SketsaNusantara.id - Dewan Perwakilan Rakyat (DPR) RI beru saja mengesahkan Rancangan Undang-Undang (RUU) Nomor 8 Tahun 1981 tentang Hukum Acara Pidana atau KUHAP.
RUU KUHAP yang diwarnai pro-kontra disahkan DPR pada Selasa, 18 November 2025.
Pengesahaan ini membuat publik kembali menyoroti sejumlah pasal yang dianggap bermasalah.
Baca Juga: Aksi Protes LSM Lokataru: Bakar Draf RKUHAP di Depan Gedung DPR, Tolak Legislasi Minim Partisipasi
Organisasi Amnesty International Indonesia dalam cuitannya tanggal 18 November 2025 mengungkapkan sejumlah pasal penuh masalah, salah satunya penangkapan sewenang-wenang tanpa izin hakim.
Beberapa pasal bermasalah tersebut berdasarkan rilis pers Koalisi Masyarakat Sipil 16 November 2025.

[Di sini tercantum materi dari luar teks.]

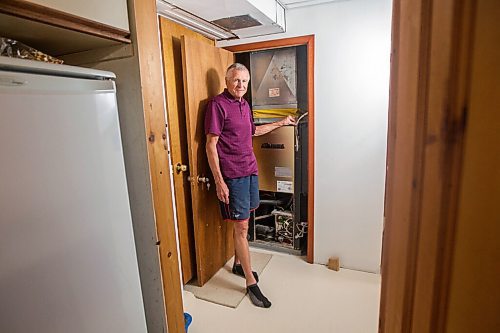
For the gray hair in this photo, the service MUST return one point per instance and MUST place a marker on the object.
(235, 67)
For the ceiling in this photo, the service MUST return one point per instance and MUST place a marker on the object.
(289, 4)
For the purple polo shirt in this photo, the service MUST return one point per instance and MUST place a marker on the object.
(232, 121)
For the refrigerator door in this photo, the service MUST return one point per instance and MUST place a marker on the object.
(67, 254)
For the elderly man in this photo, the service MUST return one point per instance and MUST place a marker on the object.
(229, 128)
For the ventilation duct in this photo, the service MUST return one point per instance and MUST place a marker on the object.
(222, 20)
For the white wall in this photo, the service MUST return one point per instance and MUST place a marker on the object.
(352, 46)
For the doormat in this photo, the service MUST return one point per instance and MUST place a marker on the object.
(226, 288)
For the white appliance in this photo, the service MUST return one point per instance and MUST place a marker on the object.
(226, 19)
(67, 255)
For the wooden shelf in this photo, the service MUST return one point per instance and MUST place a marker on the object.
(53, 31)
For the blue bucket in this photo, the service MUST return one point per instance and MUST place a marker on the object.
(187, 320)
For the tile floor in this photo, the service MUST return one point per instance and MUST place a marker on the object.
(306, 299)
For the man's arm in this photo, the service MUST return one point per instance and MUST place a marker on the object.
(213, 161)
(263, 129)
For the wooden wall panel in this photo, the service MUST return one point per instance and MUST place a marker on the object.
(429, 74)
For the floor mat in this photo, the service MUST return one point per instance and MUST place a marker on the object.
(226, 288)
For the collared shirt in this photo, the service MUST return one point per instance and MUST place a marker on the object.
(231, 120)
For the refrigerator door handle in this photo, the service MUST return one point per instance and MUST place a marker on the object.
(11, 81)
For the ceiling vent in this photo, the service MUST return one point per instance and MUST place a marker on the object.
(222, 20)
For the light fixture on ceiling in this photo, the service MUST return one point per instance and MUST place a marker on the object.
(191, 21)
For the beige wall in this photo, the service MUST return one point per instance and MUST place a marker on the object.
(475, 292)
(110, 12)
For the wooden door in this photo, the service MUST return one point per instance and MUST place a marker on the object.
(204, 68)
(171, 33)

Dan berikut ini pasal-pasal bermasalah dalam RUU KUHAP yang ramai dikritik netizen.
1. Pasal 5 RUU KUHAP
Berdasarkan pasal tersebut, siapa saja bisa diamankan, ditangkap hingga ditahan tanpa kejelasan.
Hal tersebut juga bisa dilakukan meski belum ada penyidikan atas tindak pidana.
Adapun bunyi Pasal 5 RUU KUHAP yakni sebagai berikut:
Penyelidik atas perintah Penyidik dapat melakukan tindakan berupa:
a. penangkapan, larangan meninggalkan tempat, penggeledahan dan penahanan;
b. pemeriksaan dan penyitaan surat;
c. mengambil sidik jari, melakukan identifikasi, memotret seseorang dan data forensik seseorang; dan
d. membawa dan menghadapkan seseorang pada Penyidik.